초음파 검사상 갑상선 유두암 소견을 보인 경부 기관지원성 낭종
Cervical Bronchogenic Cysts Mimicking Papillary Thyroid Carcinoma on Ultrasound
Article information
Trans Abstract
Here, we describe two cases of cervical bronchogenic cysts mimicking thyroid cancer on ultrasound (US), introducing some sources of diagnostic error with the aim of improving the understanding of cervical bronchogenic cysts. In these cases, US demonstrated ill-defined nonhomogeneous hypoechoic nodules at the inferior pole of the thyroid gland, exhibiting several echogenic foci that mimicked microcalcification of papillary thyroid carcinoma. Although cervical bronchogenic cysts can be presented as highly suspicious thyroid nodules on US, recognition of this disease entity and comprehensive understanding of its presentation can allow an appropriate diagnostic process without unnecessary diagnostic surgery.
Introduction
Thyroid nodules are found in up to 50% of the adult population on routine ultrasound (US) examination [1,2]. For the evaluation of thyroid nodules, high-resolution US, with or without US-guided fine-needle aspiration cytology (FNAC), has been commonly used and is acknowledged as the first-line imaging modality [2,3]. Indeed, US is typically the only image used in evaluation of thyroid nodules; nearly all international guidelines for evaluation of thyroid nodules do not recommend use of other imaging studies, such as CT or MRI [2,4]. However, US examination is highly operator-dependent and provides narrow-view images that are restricted to the region where the probe contacts; these cannot show anatomical relationships of the entire neck within the same view.

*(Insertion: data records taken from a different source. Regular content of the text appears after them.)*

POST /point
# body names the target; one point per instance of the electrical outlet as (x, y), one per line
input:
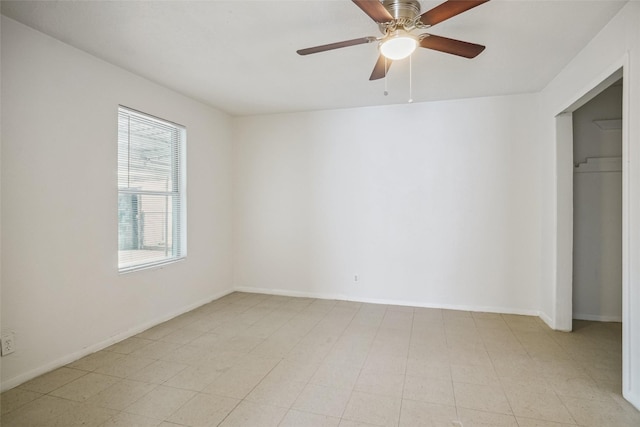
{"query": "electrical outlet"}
(8, 343)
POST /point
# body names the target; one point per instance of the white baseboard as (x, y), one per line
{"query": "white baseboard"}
(340, 297)
(597, 317)
(72, 357)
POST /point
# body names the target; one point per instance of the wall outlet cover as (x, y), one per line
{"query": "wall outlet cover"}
(8, 343)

In addition, because the thyroid gland neighbors and abuts many structures (e.g., strap muscle, trachea, esophagus, parathyroid gland, and recurrent laryngeal nerve), perithyroidal pathologies arising from those structures may mimic thyroid pathologies when viewed with US alone.
Bronchogenic cysts are small, solitary cysts or sinuses that are formed from an abnormal budding of the tracheal diverticulum in the 16th week of gestation [5,6]. They are typically located in the mediastinum of pediatric patients, but may occasionally be found around the lower pole of the thyroid gland or level VI region, even in adults, during thyroid US [5-7]. However, US findings of cervical bronchogenic cyst have not yet been reported; thus, preoperative diagnosis is quite challenging, and may lead to unnecessary diagnostic surgery.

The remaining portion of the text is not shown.